Lackluster economic growth & restrained consumer spending / confidence is on the cards for the 4th Q of 2019. Construction / EPC activity in Australia is marginally on the increase as we move into the remainder of 2019. The Australian EPC sector continue to feel the downturn effects of the ore & minerals needs of mainly China, India & the rest of the world.
Much of the future construction growth in Australia will be enhanced by the improving economy & increased government spending on public facilities, housing & infrastructure projects.
Among the developed OECD countries, Australia has struggled the most from discounted minerals & commodities prices. Australia has avoided an economic slowdown thanks in some part to decent growth in the private housing & commercial construction sectors. Skilled labor availability has picked up substantially, salaries & hourly wage rates are forecast to remain stable or moderate slightly in 2020.
Low commodity mineral prices will continue to stymie the Australia economy & construction sector. Australian construction (L&M) inflation is forecast to be in the 2.2% to 2.5% range for the balance of 2019. Australia is seeing start of a number of major highway, railroad, airports, port expansions, power & other infrastructure related projects, with a number of these projects mobilizing & going to the field in the 4th Q of 2019.
Australia’s GDP is forecast to grow in the 2.2% to 2.5% range for the 4th Q of 2019. Unemployment in 2019 is forecast to be in the 4.1% to 5.1% range. Inflation is projected to be in the 2.3% to 2.6% range for the remainder of 2019.
It appears that the majority of the “mega” LNG projects are just about completed (Wheatstone, Pluto, Gorgon etc.), these projects employed tens of thousands of construction related workers. In the last six months there have been some major Oil & Gas CAPEX projects given the “green light” to proceed.
The New Zealand construction sector continues to experience positive growth as we move into 2020. There is a huge demand single family home and apartments. Look for this situation to continue for the next twelve months.
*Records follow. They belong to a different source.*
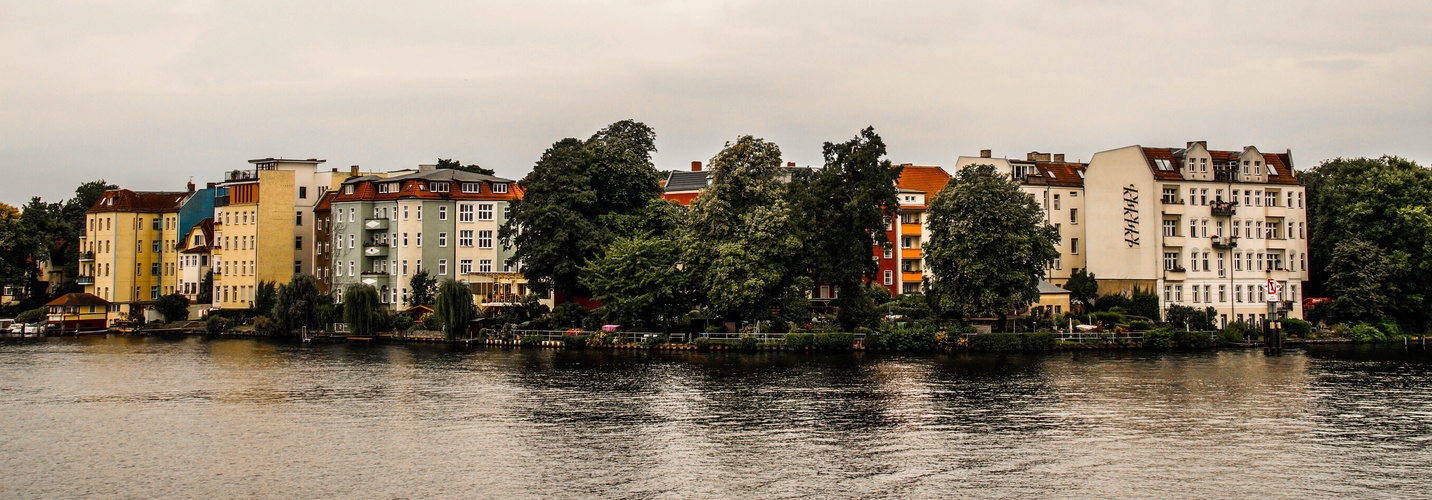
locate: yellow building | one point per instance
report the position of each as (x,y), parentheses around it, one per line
(264,225)
(128,254)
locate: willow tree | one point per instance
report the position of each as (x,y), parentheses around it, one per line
(454,308)
(988,245)
(360,308)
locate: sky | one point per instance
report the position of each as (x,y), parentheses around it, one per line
(151,95)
New Zealand construction inflation is forecast to be in the 1.9% to 2.4% range for the balance of 2019. New Zealand’s GDP is forecast to grow in the 2.2% to 2.5% range in 2020, New Zealand unemployment in 2019 is forecast to be in the 2.6% to 3.4% range. Latest word is that the construction industry is expected to have an average year in 2020. The recent Christchurch mosque attacks is something that New Zealand has never experienced, look for increased spending on beefing up infrastructure / security related systems.